Am Abend wird im Theater nicht geprobt, sondern alles für die Aufführungen vorbereitet. Die Bühnenwände werden passend behängt, die kleine Garderobe von den letzten abgestellten Kartons befreit und Platz für zehn Mitspielende gemacht, Lautsprecher aufgebaut und alle Arten von Kabeln verlegt.

Es ist sehr klasse, dass es die Vereinsbühne gibt, aber ungünstig, dass alle Gruppen immer wieder mit Licht und Ton arbeiten, aber niemand sich fürs Ordnen und Aufräumen zuständig fühlt. Seufzend entwirrt ein technikerfahrener Darsteller Stränge aus verwickelten Kabeln. Er arbeitet sich durch lange und kurze, aufgerollte und offene Kabel, ordnet sie und sortiert die defekten aus. Es ist schon frustrierend, dass wir diese Arbeit jedes Mal machen müssen, wenn wir mit einer eigenen Produktion dran sind. Aber natürlich haben viele der Verwender wenig Ahnung, stecken versuchsweise zusammen und probieren, was rauskommt. Beim Licht geben die jetzt vorhandenen Scheinwerfer ein hartes und gar nicht so helles Licht. Die alten Scheinwerfer, die wir versuchsweise dazuhängen, sind deutlich besser, aber nicht mehr alle in Ordnung. „Der hier leuchtet nur grün, der hier nur rot und der hat kein Gebläse mehr“, bietet der temporäre Lichteinrichter an. Auch am Mischpult funktioniert nicht mehr alles. Na ja, wir müssen mit dem arbeiten, was da ist. Zum Glück hat die Regie nichts Aufwändiges mit Licht und Ton geplant.

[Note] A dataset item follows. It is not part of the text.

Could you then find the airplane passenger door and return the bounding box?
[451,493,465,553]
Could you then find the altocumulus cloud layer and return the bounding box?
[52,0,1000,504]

Weil wir zur Garderobe offene Türen brauchen und trotzdem den Blick hinein verhindern wollen, möchten wir Bühnenvorhänge in die vorhandenen Deckenschienen einfädeln. Leider scheint durch die vorhandenen dünnen Stoffteile noch Licht, die lichtdichten schweren Vorhänge haben keine Möglichkeit zum Einhaken von Gardinenröllchen. Ich nehme zwei der schweren Stoffteile mit und nähe ihnen Gardinenbänder an. Die Gardinenbänder liegen seit Jahren als Fehlkauf in meiner Schublade und ich bin sehr glücklich, dass ich sie jetzt verwenden kann und dann los bin. Schon wieder geht das Aufräumen von Überflüssigem wie von alleine. Auch mein übergroßer Vorrat an Nähmaschinennadeln schrumpft, denn zwei brechen beim Arbeiten an dem dicken Stoff ab.

Außerdem nehme ich ein Stück Stoff aus meinem Vorrat und nähe daraus einen altmodischen Handarbeitsbeutel für das Theaterstück. Schon wieder etwas wegbekommen, wobei mir das in diesem Fall nicht so leicht fällt, denn den Stoff hätte ich gerne mal als Kleid für eine Klappmaulpuppe vernäht. Aber er passt am besten und dann muss es so sein. Der fertige Beutel gefällt mir allerdings so gut, dass ich ihn nach seinem Einsatz zum Aufenthaltsort meiner zu strickenden Socken machen werde.


Der Mai ist der allerschönste Monat im Garten. Jetzt sind die Schwertlilien da. Als Kind waren das für mich äußerst exklusive Blumen, die ganz bestimmt nicht in „normalen“ Gärten vorkamen – jetzt kommen sie bei mir in jedem Jahr üppiger raus, ohne dass ich irgendetwas dafür tun muss. Außerdem weiß ich jetzt, dass es extrem pflegeleichte Anfängerblumen sind.


Am Samstag und am Sonntag haben wir ein Probenwochenende am Nil. Ganztägig. Mit Kostümen. In einer Woche ist Premiere.